Turkey is almost entirely Muslim and it is evident as there are numerous mosques. Almost every mosque has at least one Minaret with several loudspeakers on it to enable a summon to prayer to be broadcast throughout the city five times per day. The most unfortunate prayer time is around 4:20 AM, when everyone is awakened by the call.

Mosques are large empty buildings with rugs everywhere for kneeling. Muslim men wash and clean all exposed parts of their bodies before each prayer, and prayers are always made while kneeling in the direction of the sunrise.

Well over half of Turkish women keep their heads and bodies completely covered. Older women go for the traditional black wraps from head-to-toe. Younger women have adopted oversized trench coats with arms so long that their hands are covered. Scarves cover the head.

Ever since the earthquake in 1999, tourism has suffered in Turkey. We never had a problem finding a hotel/pension/hostel and we will later in the trip be the only people at one hotel. There aren't many Americans here, but quite a few people from Australia and New Zealand.

Istanbul's population is about twelve million and growing, due to immigration from its troubled neighbor countries. Half of these twelve million people are carpet salesmen.

It's difficult to believe the density of carpet shops and the aggressive tactics used to get you into their shops. As a tourist, you are constantly called to by shop owners and other businessmen. They generally try to get your attention by saying "Yes, please..." which it turns out is someone's bad but popular interpretation of a non-translatable Turkish greeting.

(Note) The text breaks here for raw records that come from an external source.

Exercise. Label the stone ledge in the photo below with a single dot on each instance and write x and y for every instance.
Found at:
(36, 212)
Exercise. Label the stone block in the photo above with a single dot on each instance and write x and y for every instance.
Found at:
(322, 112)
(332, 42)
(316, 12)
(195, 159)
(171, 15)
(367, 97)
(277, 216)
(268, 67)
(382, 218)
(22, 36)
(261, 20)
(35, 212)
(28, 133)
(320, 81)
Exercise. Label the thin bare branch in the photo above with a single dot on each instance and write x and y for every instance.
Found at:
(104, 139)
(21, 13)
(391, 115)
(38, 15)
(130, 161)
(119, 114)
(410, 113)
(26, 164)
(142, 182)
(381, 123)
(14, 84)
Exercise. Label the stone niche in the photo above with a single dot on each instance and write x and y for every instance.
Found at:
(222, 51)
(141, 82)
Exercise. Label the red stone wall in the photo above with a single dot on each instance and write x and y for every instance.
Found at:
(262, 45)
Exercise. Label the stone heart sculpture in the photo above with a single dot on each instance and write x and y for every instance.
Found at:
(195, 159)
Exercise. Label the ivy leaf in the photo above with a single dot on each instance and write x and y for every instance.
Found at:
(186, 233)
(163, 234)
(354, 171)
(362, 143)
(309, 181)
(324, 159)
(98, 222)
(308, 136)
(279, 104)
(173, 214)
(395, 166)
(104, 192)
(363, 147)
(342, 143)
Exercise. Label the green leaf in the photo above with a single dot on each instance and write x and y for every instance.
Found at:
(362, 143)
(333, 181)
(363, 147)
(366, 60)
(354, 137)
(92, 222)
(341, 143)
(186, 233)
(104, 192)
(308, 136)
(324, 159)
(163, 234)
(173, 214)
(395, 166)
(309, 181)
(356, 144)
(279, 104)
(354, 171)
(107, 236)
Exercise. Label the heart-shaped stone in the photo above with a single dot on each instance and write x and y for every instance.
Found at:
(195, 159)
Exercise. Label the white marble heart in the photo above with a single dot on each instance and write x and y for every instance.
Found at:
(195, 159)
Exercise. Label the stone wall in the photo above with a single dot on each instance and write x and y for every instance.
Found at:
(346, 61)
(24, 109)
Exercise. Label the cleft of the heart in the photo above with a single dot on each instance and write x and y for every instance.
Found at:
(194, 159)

Also popular are "Where are you from?", "What time is it?", "What are you looking for?" and the ever-popular "Can I help you?". Of course, these greetings all lead to a friend's carpet shop where a special deal can be made.

Everything in Turkey is to be bargained for. Hotels, goods, food, you name it. It's a time consuming process, but no one's in a hurry.

The Evil Eye and Ataturk are as ubiquitous as mosques.

The Evil Eye is a symbol that is generally made of blue glass with an eye on it. It's intended to ward off the evil that can be conveyed by evil people looking at you.

Ataturk was a war hero and leader of Turkey who implemented many reforms aimed at modernizing Turkey. He is so greatly beloved that you will find his picture in every business and on every piece of currency. There is always at least one Ataturk statue in each city, and the main street in most towns is named - you guessed it - Ataturk.